The ferry, sitting low in the water, sounded its bell. Up on the bank under the bare branches of a big oak, Roscoe and Pete let out the cable, going around and around within their turnstiles. A large, iron ring hung from the carriage above the ferry in a loop of cable spanning the river to the opposite bank, secured to an oak tree on the Takenah side. A line of cable from the carriage ring separated and forked, attaching fore and aft on the ferryboat to keep it from drifting away in the strongest current at mid-point in the river.
Anora kept the coffee coming and made more soda bread. The rains held off for the day. A weak sun sent down beams of light to dance upon the ripples in the river current.
Near sundown, the traffic slowed. The Willa Jane sat abandoned, moored fast at the Takenah landing, her crew gone to partake of Takenah’s entertainment. Next to the bow of the Willa Jane sat the idle ferry. Her tormentor, arms folded across his chest, sat with his back against the rudder, hat pulled down over his face. Anora could hear him snoring from across the river where she stood on the porch.

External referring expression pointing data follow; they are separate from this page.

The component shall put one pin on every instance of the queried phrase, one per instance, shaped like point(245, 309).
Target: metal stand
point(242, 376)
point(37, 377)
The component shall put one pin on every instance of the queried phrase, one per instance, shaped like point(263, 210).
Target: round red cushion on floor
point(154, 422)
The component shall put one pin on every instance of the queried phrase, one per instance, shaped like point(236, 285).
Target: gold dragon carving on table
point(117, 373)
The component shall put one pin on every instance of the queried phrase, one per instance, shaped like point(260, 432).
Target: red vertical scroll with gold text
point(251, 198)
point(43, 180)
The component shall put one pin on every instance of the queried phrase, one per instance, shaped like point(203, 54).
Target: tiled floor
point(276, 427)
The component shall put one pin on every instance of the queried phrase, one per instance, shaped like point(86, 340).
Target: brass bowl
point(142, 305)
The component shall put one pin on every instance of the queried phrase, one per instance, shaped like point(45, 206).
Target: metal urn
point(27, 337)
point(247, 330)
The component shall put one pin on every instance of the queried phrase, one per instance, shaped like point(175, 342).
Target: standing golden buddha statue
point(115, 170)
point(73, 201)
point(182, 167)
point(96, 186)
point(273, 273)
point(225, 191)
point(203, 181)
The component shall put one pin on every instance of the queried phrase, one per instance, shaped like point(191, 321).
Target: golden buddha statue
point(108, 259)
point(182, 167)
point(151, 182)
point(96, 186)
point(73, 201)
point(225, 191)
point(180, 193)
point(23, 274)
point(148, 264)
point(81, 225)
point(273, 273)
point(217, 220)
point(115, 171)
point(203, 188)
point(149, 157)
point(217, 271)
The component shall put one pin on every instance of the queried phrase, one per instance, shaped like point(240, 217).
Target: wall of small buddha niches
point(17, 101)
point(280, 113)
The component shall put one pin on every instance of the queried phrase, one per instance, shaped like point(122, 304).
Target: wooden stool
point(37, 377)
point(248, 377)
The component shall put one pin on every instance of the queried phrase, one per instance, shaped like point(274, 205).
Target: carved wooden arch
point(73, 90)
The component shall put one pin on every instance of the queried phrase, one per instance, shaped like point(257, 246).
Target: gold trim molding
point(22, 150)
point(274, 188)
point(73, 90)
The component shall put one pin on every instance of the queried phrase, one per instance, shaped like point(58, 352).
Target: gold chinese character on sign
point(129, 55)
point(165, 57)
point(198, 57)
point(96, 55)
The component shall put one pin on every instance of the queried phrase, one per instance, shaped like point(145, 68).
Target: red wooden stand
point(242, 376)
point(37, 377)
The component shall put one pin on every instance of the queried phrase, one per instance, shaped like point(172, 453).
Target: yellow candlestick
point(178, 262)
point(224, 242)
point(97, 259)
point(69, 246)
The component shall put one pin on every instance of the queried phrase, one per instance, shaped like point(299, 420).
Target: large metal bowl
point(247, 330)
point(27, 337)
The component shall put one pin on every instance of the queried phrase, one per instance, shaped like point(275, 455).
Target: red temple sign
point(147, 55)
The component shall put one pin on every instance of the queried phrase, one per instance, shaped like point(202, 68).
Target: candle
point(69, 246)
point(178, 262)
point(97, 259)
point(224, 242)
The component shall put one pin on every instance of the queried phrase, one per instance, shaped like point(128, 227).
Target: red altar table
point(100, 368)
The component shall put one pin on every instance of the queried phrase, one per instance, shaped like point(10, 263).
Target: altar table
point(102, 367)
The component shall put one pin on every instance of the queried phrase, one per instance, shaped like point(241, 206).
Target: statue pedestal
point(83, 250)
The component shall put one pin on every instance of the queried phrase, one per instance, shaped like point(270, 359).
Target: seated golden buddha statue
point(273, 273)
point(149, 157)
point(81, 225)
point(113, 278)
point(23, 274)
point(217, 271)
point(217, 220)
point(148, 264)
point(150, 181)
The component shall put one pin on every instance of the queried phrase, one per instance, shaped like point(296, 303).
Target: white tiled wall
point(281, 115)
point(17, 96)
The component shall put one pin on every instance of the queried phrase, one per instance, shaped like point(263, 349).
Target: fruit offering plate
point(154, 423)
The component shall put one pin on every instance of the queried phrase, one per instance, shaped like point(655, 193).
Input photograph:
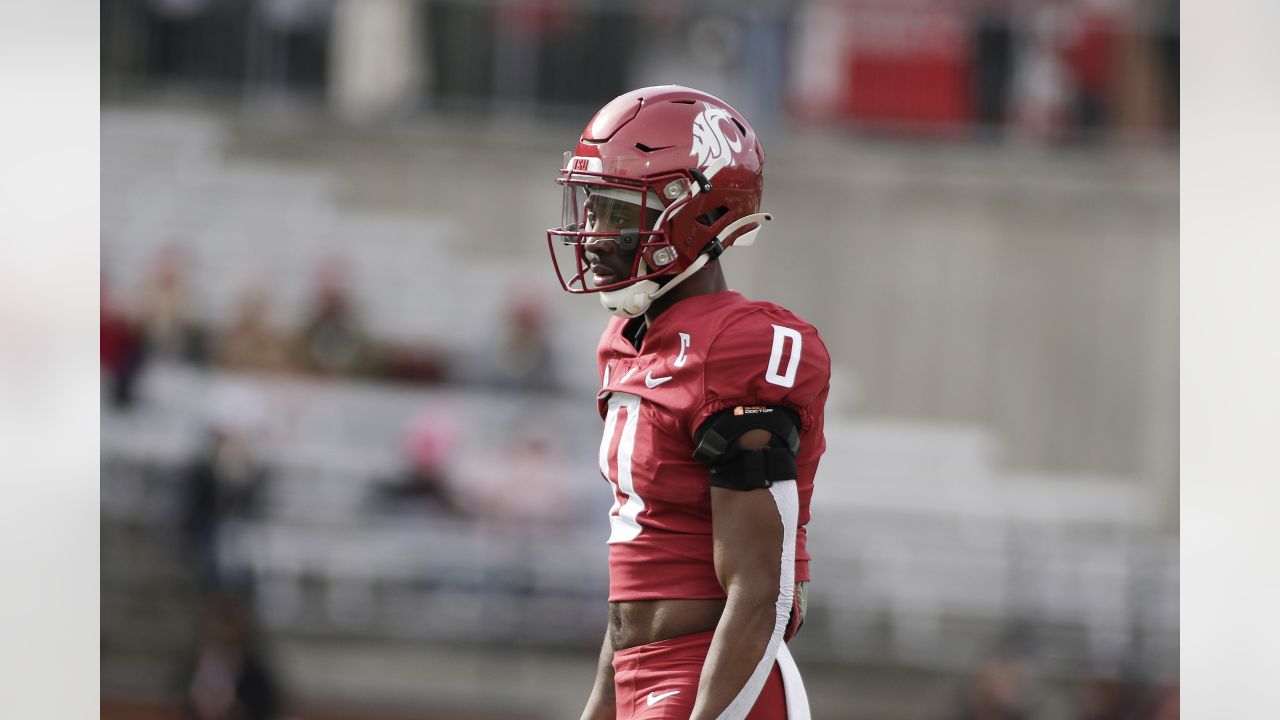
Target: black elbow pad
point(736, 468)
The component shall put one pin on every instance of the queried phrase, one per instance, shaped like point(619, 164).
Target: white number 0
point(781, 335)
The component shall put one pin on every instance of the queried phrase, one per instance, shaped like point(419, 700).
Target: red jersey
point(702, 355)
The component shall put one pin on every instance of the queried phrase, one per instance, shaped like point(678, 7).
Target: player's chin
point(604, 278)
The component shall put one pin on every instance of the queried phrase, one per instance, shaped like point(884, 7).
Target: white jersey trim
point(786, 497)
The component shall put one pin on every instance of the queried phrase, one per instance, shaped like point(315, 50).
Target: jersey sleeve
point(768, 356)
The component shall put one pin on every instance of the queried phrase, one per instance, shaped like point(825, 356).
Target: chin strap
point(634, 300)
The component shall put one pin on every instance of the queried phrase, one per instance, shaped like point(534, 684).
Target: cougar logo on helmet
point(709, 140)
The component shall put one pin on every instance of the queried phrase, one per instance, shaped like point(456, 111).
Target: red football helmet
point(670, 173)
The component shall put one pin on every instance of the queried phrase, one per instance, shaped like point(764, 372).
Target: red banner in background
point(892, 63)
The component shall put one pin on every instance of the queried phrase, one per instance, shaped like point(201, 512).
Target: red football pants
point(659, 680)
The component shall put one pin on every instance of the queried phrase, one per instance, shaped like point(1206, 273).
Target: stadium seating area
point(929, 550)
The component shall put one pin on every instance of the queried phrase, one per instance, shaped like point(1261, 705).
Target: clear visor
point(607, 209)
point(607, 238)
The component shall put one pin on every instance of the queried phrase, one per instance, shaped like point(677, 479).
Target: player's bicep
point(746, 533)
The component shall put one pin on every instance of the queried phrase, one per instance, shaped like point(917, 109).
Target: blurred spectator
point(1166, 703)
point(1169, 53)
point(250, 343)
point(169, 326)
point(122, 354)
point(1109, 696)
point(992, 63)
point(996, 692)
point(333, 340)
point(429, 443)
point(1042, 86)
point(521, 482)
point(528, 359)
point(1089, 50)
point(231, 677)
point(224, 486)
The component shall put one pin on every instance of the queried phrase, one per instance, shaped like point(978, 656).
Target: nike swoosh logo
point(653, 697)
point(654, 382)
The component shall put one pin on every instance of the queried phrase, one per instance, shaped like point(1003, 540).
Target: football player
point(712, 408)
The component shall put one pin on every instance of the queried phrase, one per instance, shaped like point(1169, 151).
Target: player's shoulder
point(611, 333)
point(746, 323)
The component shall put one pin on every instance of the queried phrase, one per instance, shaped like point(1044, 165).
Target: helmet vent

A cowboy, dressed in a heavy, black canvas duster that hung to the tops of his boots, came down the bank from Takenah, leading two pack mules and his buckskin horse. Glancing up, she watched her tormentor rise slowly to his feet to crank up the ramp before he rang the bell twice. The cable lines started moving, and the ferry started across the river. Anora hung back in the shadows of the doorway, holding a bucket of goat’s milk to her chest.
The cowboy stood at the low rail to the side, watching the current pass under the raft. He had to shout to be heard, his voice echoing up and down the river. She’d heard that voice before. But where and when?